Rest Full [on KS Friday]

quarter rest

“The primeval beauty of silence becomes audible in the elemental music of the earth and in our music of instrument and voice. At the core of the world and at the core of the soul is silence that ripples with the music of beauty and the whisperings of the eternal.” ~ John O’Donohue, Beauty

I have said more than once these past few weeks, that the silver lining of two broken wrists is that all the presses have stopped.
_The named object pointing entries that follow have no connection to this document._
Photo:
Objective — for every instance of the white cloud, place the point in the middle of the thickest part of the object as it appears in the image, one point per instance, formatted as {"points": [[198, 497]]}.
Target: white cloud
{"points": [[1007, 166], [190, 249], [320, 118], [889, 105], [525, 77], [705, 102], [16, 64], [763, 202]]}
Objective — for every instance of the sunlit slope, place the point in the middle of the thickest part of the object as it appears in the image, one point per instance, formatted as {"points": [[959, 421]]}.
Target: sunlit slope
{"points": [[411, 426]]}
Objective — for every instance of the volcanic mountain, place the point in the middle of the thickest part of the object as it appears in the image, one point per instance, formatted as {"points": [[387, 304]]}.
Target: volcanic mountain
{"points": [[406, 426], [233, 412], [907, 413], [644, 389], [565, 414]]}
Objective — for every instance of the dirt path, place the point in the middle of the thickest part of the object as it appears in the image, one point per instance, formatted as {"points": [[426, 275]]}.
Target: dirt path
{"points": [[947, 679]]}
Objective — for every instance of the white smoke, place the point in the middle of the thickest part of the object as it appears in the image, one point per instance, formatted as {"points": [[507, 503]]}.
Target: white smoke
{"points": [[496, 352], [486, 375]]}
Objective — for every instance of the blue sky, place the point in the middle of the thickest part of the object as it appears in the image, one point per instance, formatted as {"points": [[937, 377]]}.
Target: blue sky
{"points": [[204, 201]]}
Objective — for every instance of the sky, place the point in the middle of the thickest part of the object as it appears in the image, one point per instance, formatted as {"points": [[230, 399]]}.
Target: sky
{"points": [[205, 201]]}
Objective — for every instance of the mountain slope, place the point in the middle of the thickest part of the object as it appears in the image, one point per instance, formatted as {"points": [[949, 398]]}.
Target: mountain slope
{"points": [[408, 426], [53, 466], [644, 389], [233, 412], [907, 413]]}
The endless list of things-to-do fell into dust on the floor and the true priorities jumped into immediate clarity. The superficial things gave way to the essential.

Little things, like showering or getting dressed in the morning, are no longer mindless  rote activities. The are now intentional. Attention is paid to every movement, every moment.  They are care-full. I am learning once again that there are riches all around me when I am not racing to get to the next thing but, instead, occupying the moment that I am living. The other night at rehearsal I nearly burst into tears so beautiful were the people and the laughter surrounding us. A month ago, pre-wristgate, I might have missed it.

Caring for an other.  Caring for one and another. Other caring.

We rest. We do not push through. So many in our amazing community have asked me, as I care for Kerri, am I also taking care of myself? I love this question. It is generous. The answer is ‘yes’ and the question it raises is ‘why isn’t this level of self-generosity the norm?’ Are you caring for yourself? In the midst of all that life flings your way, first and foremost, as you care for others, are you also attending to yourself?

I’m learning that the two things are inseparable: caring for another is also caring for yourself. Or, flip it over: it is impossible to fully care for yourself without caring for others. We know ourselves through relationship. We can only thrive when loved and while loving. People in isolation go mad. Banishment from the group was once considered a punishment worse than death.

As silence is to sound. Caring as making beautiful life-music. We take our quarter rest.